Location
- 13 Sha'arei Hesed St. Sha'arei Hesed Jerusalem Israel
- 31°46′39″N 35°12′47″E﻿ / ﻿31.7775°N 35.2130°E

Information
- Established: 1993
- Rosh Yeshiva: Rabbi Binyomin Moskovits
- Affiliation: Orthodox Judaism
- Bachurim: 120
- Website: www.midrashshmuel.org

= Midrash Shmuel Yeshiva =

Midrash Shmuel (מדרש שמואל) is a Haredi yeshiva catering to Yeshiva students, located in the Sha'arei Hesed neighborhood in Jerusalem. It was founded in 1993 by Rabbi Binyomin Moskovits (who functions as its Rosh HaYeshiva, or dean), and was named after his mentor, Rabbi Shmuel Rozovsky.

==Educational goals==
The yeshiva is designed for English-speaking post-high-school students from both inside and outside Israel. Midrash Shmuel also has an introductory program called Aliyos Shmuel for college graduates and older students who seek to learn at a beginner's level, and a kollel (post-graduate) program which enrolls approximately 150 married students. All classes are held in English. The Yeshiva places immense importance on Torah study with special emphasis on Talmud study in depth. As opposed to more moderate interpretations, the Yeshiva views Talmud study not as a means to an end but an end in it of itself.

==History==
Midrash Shmuel is part of the widespread trend since the 1970s of yeshiva Torah study programs in Israel for post-high-school students from America and other English-speaking countries. In the 1970s there were only a handful of such programs for overseas students at the Mir, Brisk yeshiva, and Ponovezh yeshiva. Today, there are dozens of such yeshivas.

Rabbi Moskovits opened Midrash Shmuel in the early 1990s at the urging of his students and with the heartfelt encouragement of Torah giants of the generation, Rabbi Shlomo Zalman Auerbach and Rabbi Elazar Menachem Mann Shach, among others.

==Educational activities==
Midrash Shmuel recruits students from the United States, United Kingdom, Germany, Russia, Mexico, South Africa, and France who have completed yeshiva high schools and its dean is active in this regard.

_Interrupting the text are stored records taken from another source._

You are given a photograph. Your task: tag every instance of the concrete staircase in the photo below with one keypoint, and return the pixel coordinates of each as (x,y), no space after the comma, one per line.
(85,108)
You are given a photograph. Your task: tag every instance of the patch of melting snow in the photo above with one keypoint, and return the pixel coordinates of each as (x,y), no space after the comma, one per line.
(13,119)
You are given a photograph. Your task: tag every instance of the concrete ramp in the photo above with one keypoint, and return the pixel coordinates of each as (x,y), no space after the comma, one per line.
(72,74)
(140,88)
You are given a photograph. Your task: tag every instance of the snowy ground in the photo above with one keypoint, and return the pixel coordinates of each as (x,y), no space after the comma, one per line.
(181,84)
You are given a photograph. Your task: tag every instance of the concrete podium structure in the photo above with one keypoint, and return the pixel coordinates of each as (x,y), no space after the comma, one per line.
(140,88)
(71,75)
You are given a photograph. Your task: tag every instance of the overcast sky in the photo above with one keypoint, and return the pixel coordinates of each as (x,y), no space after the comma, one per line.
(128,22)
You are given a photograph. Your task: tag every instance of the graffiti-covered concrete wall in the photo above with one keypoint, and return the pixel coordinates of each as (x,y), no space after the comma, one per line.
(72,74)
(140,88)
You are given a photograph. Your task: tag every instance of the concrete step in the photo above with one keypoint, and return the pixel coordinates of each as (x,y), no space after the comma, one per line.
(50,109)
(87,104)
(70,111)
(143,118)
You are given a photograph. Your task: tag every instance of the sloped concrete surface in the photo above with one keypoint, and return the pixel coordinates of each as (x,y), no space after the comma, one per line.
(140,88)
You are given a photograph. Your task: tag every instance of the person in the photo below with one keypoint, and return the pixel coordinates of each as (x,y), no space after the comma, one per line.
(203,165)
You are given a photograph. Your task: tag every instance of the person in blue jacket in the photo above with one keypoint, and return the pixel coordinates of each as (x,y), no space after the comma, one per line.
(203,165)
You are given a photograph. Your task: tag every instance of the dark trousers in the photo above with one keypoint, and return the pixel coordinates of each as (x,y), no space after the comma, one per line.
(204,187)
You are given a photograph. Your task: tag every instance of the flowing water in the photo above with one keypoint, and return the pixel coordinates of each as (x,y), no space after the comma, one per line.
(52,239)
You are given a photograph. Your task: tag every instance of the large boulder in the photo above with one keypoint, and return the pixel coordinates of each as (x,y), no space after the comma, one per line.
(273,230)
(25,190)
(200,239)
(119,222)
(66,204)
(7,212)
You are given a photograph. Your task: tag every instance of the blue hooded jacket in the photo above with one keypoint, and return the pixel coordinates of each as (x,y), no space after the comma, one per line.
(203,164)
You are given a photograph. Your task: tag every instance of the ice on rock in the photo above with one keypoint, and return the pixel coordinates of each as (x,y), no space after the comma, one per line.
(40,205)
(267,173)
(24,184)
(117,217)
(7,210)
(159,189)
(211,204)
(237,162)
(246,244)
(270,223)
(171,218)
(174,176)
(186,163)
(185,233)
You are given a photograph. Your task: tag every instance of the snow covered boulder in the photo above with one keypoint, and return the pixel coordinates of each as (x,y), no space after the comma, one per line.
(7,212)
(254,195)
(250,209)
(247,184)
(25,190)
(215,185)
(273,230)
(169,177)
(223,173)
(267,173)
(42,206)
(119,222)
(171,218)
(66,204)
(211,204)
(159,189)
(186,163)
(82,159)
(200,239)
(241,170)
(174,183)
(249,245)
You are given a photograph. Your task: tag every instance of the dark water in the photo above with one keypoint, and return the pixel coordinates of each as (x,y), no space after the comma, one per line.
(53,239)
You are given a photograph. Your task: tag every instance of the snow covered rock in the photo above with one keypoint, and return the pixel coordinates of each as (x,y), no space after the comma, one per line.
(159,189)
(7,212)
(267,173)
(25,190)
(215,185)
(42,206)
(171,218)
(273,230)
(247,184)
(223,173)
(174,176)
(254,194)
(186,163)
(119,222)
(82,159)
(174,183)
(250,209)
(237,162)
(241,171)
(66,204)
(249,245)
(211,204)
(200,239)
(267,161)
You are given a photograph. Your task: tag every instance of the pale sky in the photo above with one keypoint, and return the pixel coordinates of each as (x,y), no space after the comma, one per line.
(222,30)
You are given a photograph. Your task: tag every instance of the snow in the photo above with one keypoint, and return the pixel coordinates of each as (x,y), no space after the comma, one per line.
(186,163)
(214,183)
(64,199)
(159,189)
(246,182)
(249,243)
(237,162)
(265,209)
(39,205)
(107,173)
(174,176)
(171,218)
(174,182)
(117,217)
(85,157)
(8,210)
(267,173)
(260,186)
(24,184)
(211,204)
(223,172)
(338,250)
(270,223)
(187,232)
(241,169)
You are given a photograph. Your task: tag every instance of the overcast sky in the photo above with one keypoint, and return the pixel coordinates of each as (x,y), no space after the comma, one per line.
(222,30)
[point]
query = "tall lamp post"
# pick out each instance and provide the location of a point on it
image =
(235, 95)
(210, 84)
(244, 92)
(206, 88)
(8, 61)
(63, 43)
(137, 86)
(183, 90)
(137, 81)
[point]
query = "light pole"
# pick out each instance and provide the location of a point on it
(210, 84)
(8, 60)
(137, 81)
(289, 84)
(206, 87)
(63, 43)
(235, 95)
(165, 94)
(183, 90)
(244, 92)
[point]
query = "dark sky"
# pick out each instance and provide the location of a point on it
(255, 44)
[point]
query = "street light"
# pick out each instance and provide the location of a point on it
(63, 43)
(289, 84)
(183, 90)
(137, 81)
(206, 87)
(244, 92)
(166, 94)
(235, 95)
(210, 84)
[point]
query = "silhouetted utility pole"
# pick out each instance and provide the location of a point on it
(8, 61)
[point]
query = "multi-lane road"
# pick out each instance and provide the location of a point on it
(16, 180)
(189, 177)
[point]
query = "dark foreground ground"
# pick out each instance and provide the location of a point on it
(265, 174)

Students in the rabbinic ordination program receive semikhah directly from the rosh yeshiva Rabbi Moskovits. Students develop personal relationships with the rosh yeshiva and rabbinic lecturers which continue after graduation, as alumni participate in reunions and yeshiva fund-raising events in communities where they settle.

===Curriculum===
Rabbi Moskovits' gemara lectures are heavily influenced by Rabbi Shmuel Rozovsky, while his ethical lectures are influenced by Rabbi Yechezkel Levenstein. Moskovits emphasizes a strong textual reading of relevant sources. Every student in the yeshiva delivers, at a minimum, two chaburos ("informal lectures") per month.

===Summer programs===
Midrash Shmuel runs summer programs for high school students from England, Canada, the United States, and South Africa. The programs combine in-depth gemara learning and halakha, mussar, and hashkafah shiurim with recreational outings and activities.

===College accreditation===
College credits are offered through Touro College and Hebrew Theological College.

===Women's program===
In August 2010, actress and dancer Rachel Factor, whose husband studies at the Midrash Shmuel kollel, opened Midreshes Shmuel, a post-high school women's Torah learning and performing arts program, under the direction of Moskovits. However, this branch of the school closed in 2012.